The way forward, James recommended is to “put the colonial past behind once and for all” and reorganise ourselves for full information sharing and communication at all levels, between police and citizen, between community and island, between island and country.
“For this, the whole system of Government has to be redesigned as a joint decision-making system, bringing an end to the kind of executive government that is entrenched in the national Government, in the THA and in our local Government bodies in Trinidad.
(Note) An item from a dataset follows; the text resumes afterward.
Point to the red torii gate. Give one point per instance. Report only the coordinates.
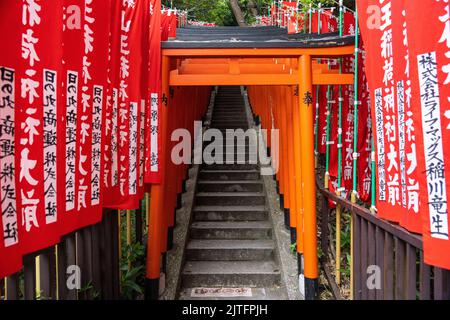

Every level of Government must be reorganised to practice full information sharing and communication through legislative hearings that can compel executive testimony and facilitate public petitioning on all matters of Government responsibility, including the budgets,” James added.
In that reorganisation, he said there must also be a central role for the community, the natural sociological unit in which the citizen can hone the practice of full information sharing and communication.
“That is the substantive sense in which the PM’s earlier call for constitution reform is a good move, even though he went about things the wrong way.
“We would all do well to remember that it is in the communities that we succeeded in building our local civilisation after slavery and strict indenture – our language, our foods, our music and musical instruments, our housing, and all else. And when the communities are empowered appropriately to function as Government in their own right, executive exhortations to share and communicate information will account to preaching to the choir,” James added.